Lo que parecía una crisis política interna, difícil para Ucrania pero manejable en términos de sus repercusiones internacionales, se ha convertido en un pulso entre Rusia, Estados Unidos y Europa que recuerda el modus vivendi de la guerra fría, en el que la expansión de cualquiera de las partes se disuadía mediante la amenaza de retaliaciones militares de “baja intensidad” o incluso de tipo nuclear.

Arlene B. Tickner
05 de marzo de 2014 - 02:30 a. m.
El presidente de Estados Unidos, Barack Obama.  / AFP
El presidente de Estados Unidos, Barack Obama. / AFP
Foto: AFP - SAUL LOEB

El actual impasse diplomático hace pensar que la disolución de la Unión Soviética y el fin de la guerra fría nunca dieron muerte a las doctrinas de política exterior que acompañaban a ésta, en especial la contención. Al contrario, podría afirmarse que desde comienzos de los noventa, Estados Unidos, de la mano de Europa occidental, ha buscado expandir su zona de influencia militar, política y económica hasta los límites fronterizos de Rusia (si no también dentro de estos) con el objeto de contener la expansión y la influencia de ese país. Así, Washington ha actuado en términos geoestratégicos como si la guerra fría nunca hubiera terminado.

Una columna reciente del académico y funcionario público, Joseph Nye en el New York Times, sobre la política de Obama en Asia, permite entender por qué la contención no funciona como estrategia frente a Rusia. Además de ser diseñada para otra época histórica en la que el intercambio económico y el contacto social eran limitados, parte de la consideración del “otro” como enemigo o amenaza, lo cual inculca en este conductas de adversario. En reflejo de esto, varias encuestas recientes de Gallup, Levada Center y VTsIOM muestran que las percepciones mutuas entre los habitantes de Rusia y Estados Unidos han empeorado ostensiblemente. Por primera vez en 15 años la mayoría de los estadounidenses consideran a Rusia como un enemigo en lugar de un aliado, teniendo altos niveles de desfavorabilidad tanto el país como Vladimir Putin. Mientras tanto, la mitad de la población rusa ve a Estados Unidos en términos negativos y considera posible una nueva “guerra fría”. A su vez, apoya masivamente la defensa de Rusia frente a intromisiones externas (occidentales liberales), así como la recuperación de su estatus como “gran potencia”.

El lenguaje utilizado en días recientes por Washington frente al despliegue militar ruso en Crimea suena a ultimátum.
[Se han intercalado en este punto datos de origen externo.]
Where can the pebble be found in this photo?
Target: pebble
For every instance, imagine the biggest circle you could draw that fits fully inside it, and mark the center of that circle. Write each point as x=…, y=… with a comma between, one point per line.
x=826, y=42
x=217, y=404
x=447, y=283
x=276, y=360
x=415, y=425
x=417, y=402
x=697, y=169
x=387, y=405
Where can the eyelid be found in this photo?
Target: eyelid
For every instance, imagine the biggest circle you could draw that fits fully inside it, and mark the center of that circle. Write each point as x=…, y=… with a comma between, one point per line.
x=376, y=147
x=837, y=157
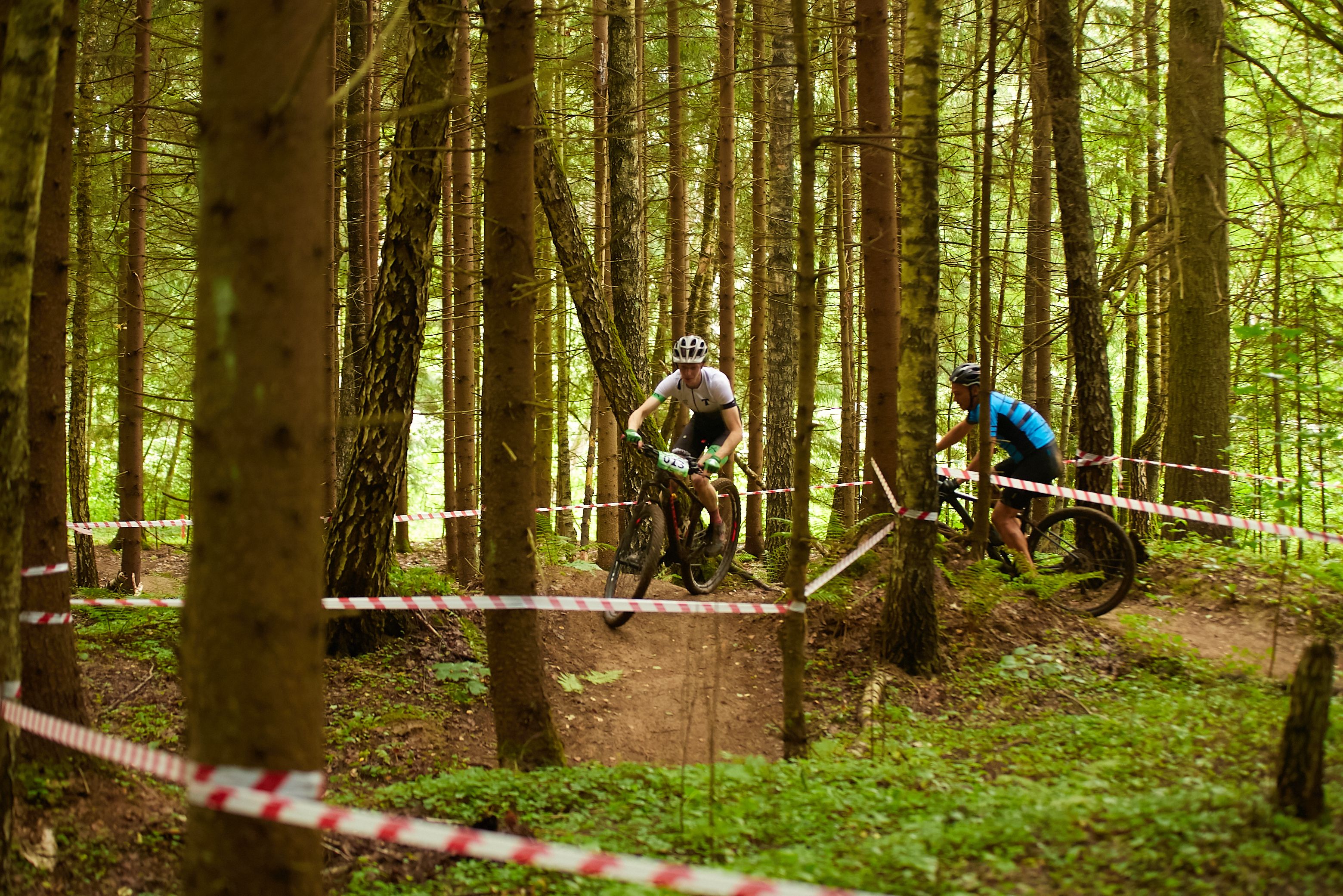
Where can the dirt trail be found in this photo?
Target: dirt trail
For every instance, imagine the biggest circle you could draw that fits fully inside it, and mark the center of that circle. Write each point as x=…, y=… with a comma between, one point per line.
x=660, y=711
Dentro de la lógica señalada aquí, la respuesta de Putin, consistente en no sucumbir ante la presión externa y dividir a Europa con el chantaje de cortar su suministro de energía, es completamente “racional”. Pese a la advertencia estadounidense de que “habrá costos que pagar”, no existe amenaza militar creíble que pueda forzar a Rusia a soltar a Crimea, mientras que la de otros tipos de sanción económica y política es similarmente inocua.

La pregunta, entonces, es cómo persuadir a Rusia a hacer lo que quieren Estados Unidos y Europa, dada la inutilidad de la contención y a sabiendas de que la anexión de Crimea es una posibilidad real. Además de tratar a Putin como socio o incluso rival, y no como enemigo o loco, es importante comprender las preocupaciones (no del todo ilegítimas) rusas frente a la crisis en Ucrania. Desde la guerra en Georgia de 2008, Moscú no había enviado señal más fuerte de que la inestabilidad política y económica en sus fronteras son inadmisibles para su “interés nacional”. Obama debe intentar escuchar.